#Overview

This script scrapes, extracts, and structures Yoruba proverbs and idioms from a public webpage. The goal is to build a structured dataset containing each proverb, its literal English translation, and its actual meaning in English. It would be further used to bulid a translation models in another script.

The input is the url to [Steemit](https://steemit.com/nigeria/@leopantro/50-yoruba-proverbs-and-idioms) web Page that contains Yoruba proverbs, their translations and cultural meanings

The output is a CSV file "yoruba_phrases.csv" that consist of:

Phrase: Yoruba proverb.

Literal Translation: Direct word-for-word English translation.

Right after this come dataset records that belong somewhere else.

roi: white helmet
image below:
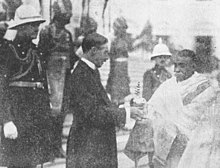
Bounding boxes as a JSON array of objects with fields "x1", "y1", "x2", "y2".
[
  {"x1": 8, "y1": 4, "x2": 45, "y2": 29},
  {"x1": 150, "y1": 38, "x2": 171, "y2": 59}
]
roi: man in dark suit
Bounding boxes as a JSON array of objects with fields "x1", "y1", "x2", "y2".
[{"x1": 66, "y1": 33, "x2": 142, "y2": 168}]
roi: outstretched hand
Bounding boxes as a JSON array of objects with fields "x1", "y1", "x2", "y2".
[{"x1": 130, "y1": 106, "x2": 145, "y2": 120}]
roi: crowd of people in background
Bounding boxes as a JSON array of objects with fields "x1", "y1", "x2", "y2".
[{"x1": 0, "y1": 1, "x2": 220, "y2": 168}]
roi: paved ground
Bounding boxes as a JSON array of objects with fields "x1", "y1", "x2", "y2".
[{"x1": 36, "y1": 131, "x2": 150, "y2": 168}]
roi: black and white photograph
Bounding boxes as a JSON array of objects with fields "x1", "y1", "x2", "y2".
[{"x1": 0, "y1": 0, "x2": 220, "y2": 168}]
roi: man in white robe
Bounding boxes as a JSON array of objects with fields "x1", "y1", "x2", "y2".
[
  {"x1": 177, "y1": 71, "x2": 220, "y2": 168},
  {"x1": 146, "y1": 49, "x2": 218, "y2": 168}
]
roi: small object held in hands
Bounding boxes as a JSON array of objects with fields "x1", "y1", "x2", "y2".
[
  {"x1": 130, "y1": 106, "x2": 144, "y2": 120},
  {"x1": 130, "y1": 82, "x2": 147, "y2": 120}
]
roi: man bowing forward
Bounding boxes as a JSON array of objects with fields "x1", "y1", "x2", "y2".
[{"x1": 66, "y1": 33, "x2": 142, "y2": 168}]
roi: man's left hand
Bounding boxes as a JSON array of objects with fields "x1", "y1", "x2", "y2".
[{"x1": 130, "y1": 107, "x2": 144, "y2": 120}]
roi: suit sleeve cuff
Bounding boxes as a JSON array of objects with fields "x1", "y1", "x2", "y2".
[{"x1": 119, "y1": 103, "x2": 131, "y2": 127}]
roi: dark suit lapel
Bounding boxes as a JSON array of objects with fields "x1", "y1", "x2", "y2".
[
  {"x1": 77, "y1": 60, "x2": 111, "y2": 105},
  {"x1": 96, "y1": 76, "x2": 112, "y2": 105}
]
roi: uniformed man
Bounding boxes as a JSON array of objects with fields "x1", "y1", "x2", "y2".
[
  {"x1": 142, "y1": 38, "x2": 172, "y2": 101},
  {"x1": 38, "y1": 0, "x2": 76, "y2": 158},
  {"x1": 0, "y1": 4, "x2": 56, "y2": 168}
]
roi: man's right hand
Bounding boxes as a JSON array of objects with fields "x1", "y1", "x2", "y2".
[
  {"x1": 3, "y1": 121, "x2": 18, "y2": 139},
  {"x1": 130, "y1": 106, "x2": 144, "y2": 120}
]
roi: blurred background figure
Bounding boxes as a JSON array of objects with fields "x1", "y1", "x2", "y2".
[
  {"x1": 142, "y1": 38, "x2": 172, "y2": 101},
  {"x1": 75, "y1": 16, "x2": 98, "y2": 57},
  {"x1": 80, "y1": 15, "x2": 98, "y2": 37},
  {"x1": 0, "y1": 0, "x2": 22, "y2": 41},
  {"x1": 1, "y1": 0, "x2": 22, "y2": 21},
  {"x1": 21, "y1": 0, "x2": 40, "y2": 13},
  {"x1": 106, "y1": 17, "x2": 131, "y2": 106},
  {"x1": 0, "y1": 0, "x2": 8, "y2": 21},
  {"x1": 38, "y1": 0, "x2": 74, "y2": 159}
]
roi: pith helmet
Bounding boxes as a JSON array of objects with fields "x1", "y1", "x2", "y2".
[
  {"x1": 151, "y1": 38, "x2": 172, "y2": 59},
  {"x1": 8, "y1": 4, "x2": 45, "y2": 29}
]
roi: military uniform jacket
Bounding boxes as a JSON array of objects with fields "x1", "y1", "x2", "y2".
[
  {"x1": 142, "y1": 65, "x2": 172, "y2": 101},
  {"x1": 0, "y1": 39, "x2": 55, "y2": 166},
  {"x1": 66, "y1": 60, "x2": 126, "y2": 168}
]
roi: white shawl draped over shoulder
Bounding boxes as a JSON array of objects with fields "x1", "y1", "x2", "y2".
[{"x1": 147, "y1": 72, "x2": 217, "y2": 164}]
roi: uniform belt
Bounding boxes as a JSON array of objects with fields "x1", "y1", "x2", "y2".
[
  {"x1": 9, "y1": 81, "x2": 44, "y2": 88},
  {"x1": 115, "y1": 58, "x2": 128, "y2": 62}
]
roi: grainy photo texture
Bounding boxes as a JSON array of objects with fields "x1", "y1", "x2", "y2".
[{"x1": 0, "y1": 0, "x2": 220, "y2": 168}]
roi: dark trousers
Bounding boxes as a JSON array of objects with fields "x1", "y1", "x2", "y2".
[{"x1": 51, "y1": 114, "x2": 65, "y2": 155}]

Actual Meaning: Idiomatic or interpretive English meaning.

In [None]:
# Importing the necessary libraries
from bs4 import BeautifulSoup
import requests
import pandas as pd

In [None]:
from google.colab import drive
drive.mount('/content/drive')

Drive already mounted at /content/drive; to attempt to forcibly remount, call drive.mount("/content/drive", force_remount=True).


#Web Scraping

The HTML content is fetched using requests.get(), and BeautifulSoup is then used to parse the page and extract <li> tags containing Yoruba proverbs and <p> tags containing their literal translations and meanings.

In [None]:
# Send a GET request to the webpage and get its HTML content
html_text = requests.get("https://steemit.com/nigeria/@leopantro/50-yoruba-proverbs-and-idioms").text

# Parse the HTML content using BeautifulSoup and the lxml parser
soup = BeautifulSoup(html_text, "lxml")

In [None]:
# Find the main <div> tag that contains the proverbs and text content
div_tag = soup.find("div", class_="MarkdownViewer Markdown")

# From the <div>, find all the <li> tags (contains the Yoruba proverbs)
li_tag = div_tag.find_all("li")

# Create an empty list to store the Yoruba phrases
phrase =[]

# Loop through each <li> tag and extract the text content (Yoruba proverb), then add to the list
for tag in li_tag:
    phrase.append(tag.get_text(strip=True))  # strip=True removes surrounding spaces

# One of the proverbs (index 32) contains a translation mistakenly. We remove that part
phrase[32] = phrase[32].replace("Translation: A good beginning is of no value unless one perseveres to the end.", "")

In [None]:
# Find all the <p> tags inside the <div> (contains translations and meanings)
p_tags = div_tag.find_all("p")

# Skip the first two <p> tags (they are not part of the data)
p_tag = p_tags[2:]

#Manual Corrections

Remove some out-of-place items manually by index to align the data correctly


In [None]:
del p_tag[101]

In [None]:
del p_tag[49]

In [None]:
del p_tag[20]

In [None]:
# Create an empty list to store the translations and meanings
text =[]

# Extract and clean text from each remaining <p> tag
for tag in p_tag:
    text.append(tag.get_text(strip=True))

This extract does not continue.